Algernon Swinburne was the first to arrive. Like Burton, he was covered in yellowing bruises and healing injuries. He was limping slightly.
"Your little paperboy, Oscar, just accosted me on the street," he announced. "He asked me to pass on his congratulations and he hopes you're recovering from your injuries."
"How the dickens did he get wind of it?" exclaimed Burton. "There's been nothing said to the press!"
"You know what these newsboys are like," replied Swinburne, easing himself carefully into a chair. "They know a great deal about far too much. He also asked me to advise you that `one can survive everything, nowadays, except death, and live down everything except a good reputation."'
Burton laughed. "Quips is being exceptionally optimistic. I hardly think our little victory is enough to mend my reputation. Richard Burton might be battered and bruised but `Ruffian Dick' is alive and well, I'm sure!"
"That might be true in certain quarters, but, for certain, your stock has risen with King Albert and Lord Palmerston, and that's what matters. I'll have a brandy, please-but purely for medicinal reasons."
"How are you, Algy? Recovering?"
"Yes, though the hole in my arse cheek hurts like blazes. I fear I shall have to skip my birchings for a few weeks."
"Bad news for London's houses of ill repute," noted Burton, pouring his friend's drink. "They'll have to tighten their belts, if you'll pardon the pun."
"Thank you," said Swinburne, accepting the glass. "By the sound of those thundering footsteps, old Trounce is coming up the stairs."
The door opened and the thickset Yard man stomped in.
"Greetings, both!" he announced, slapping his bowler onto a desk. "The confounded fog is closing in again. Every pea-souper is a bonanza for the criminal classes! I tell you, I'm going to have my work cut out for me over the next few days. I say, Burton, what the heck did Spring Heeled Jack mean?"
"When?" asked the king's agent.
Trounce threw himself into an armchair and stretched out his legs to warm his feet by the fire.
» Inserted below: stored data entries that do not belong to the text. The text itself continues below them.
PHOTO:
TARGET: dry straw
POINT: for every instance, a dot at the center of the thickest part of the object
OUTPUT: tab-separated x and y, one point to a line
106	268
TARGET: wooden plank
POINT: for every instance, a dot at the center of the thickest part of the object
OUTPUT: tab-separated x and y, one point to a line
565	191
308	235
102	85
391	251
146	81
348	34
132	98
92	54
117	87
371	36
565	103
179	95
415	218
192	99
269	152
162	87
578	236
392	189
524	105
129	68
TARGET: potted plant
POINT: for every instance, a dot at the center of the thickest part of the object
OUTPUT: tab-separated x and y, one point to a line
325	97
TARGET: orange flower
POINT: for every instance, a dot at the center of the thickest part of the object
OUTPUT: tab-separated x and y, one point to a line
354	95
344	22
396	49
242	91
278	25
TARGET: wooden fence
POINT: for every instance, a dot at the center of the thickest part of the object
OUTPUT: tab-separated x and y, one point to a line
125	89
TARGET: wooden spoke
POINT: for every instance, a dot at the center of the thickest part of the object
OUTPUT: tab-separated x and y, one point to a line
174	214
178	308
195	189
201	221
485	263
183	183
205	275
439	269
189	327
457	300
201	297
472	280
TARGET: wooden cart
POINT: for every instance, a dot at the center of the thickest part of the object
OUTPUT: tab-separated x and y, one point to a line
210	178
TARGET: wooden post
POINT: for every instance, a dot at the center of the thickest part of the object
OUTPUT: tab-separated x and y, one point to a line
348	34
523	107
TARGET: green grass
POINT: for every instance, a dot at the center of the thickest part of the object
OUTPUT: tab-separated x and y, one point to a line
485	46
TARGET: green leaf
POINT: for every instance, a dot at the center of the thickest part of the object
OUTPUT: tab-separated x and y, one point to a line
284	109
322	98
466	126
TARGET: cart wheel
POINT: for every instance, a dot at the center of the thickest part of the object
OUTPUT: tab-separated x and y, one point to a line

He took a proffered cigar from his host.
"You said he told you to-what was it?-`enjoy your boots'?"
"No. He said `enjoy your reboot.' A curious turn of phrase. Language is a malleable thing, old chap; it follows a process much like Darwin's evolution-parts of it become defunct and fade from usage, while new forms develop to fit particular needs. I have little doubt that `reboot' has a very specific significance in the future. His future, at least."
"The meaning seems clear enough," mused Swinburne. "Replacing your old boots with new ones is like preparing yourself for a new and potentially long journey. Your old boots may not last for the duration, so you reboot, as it were, before you set off. Like reshoeing a horse."
"It seems as good an explanation as any," agreed Burton. "And it fits the context."
He handed Trounce a brandy and, with his own, sat down and lit a cigar.
"Detective Inspector Honesty should be along soon. Have you two made your peace?"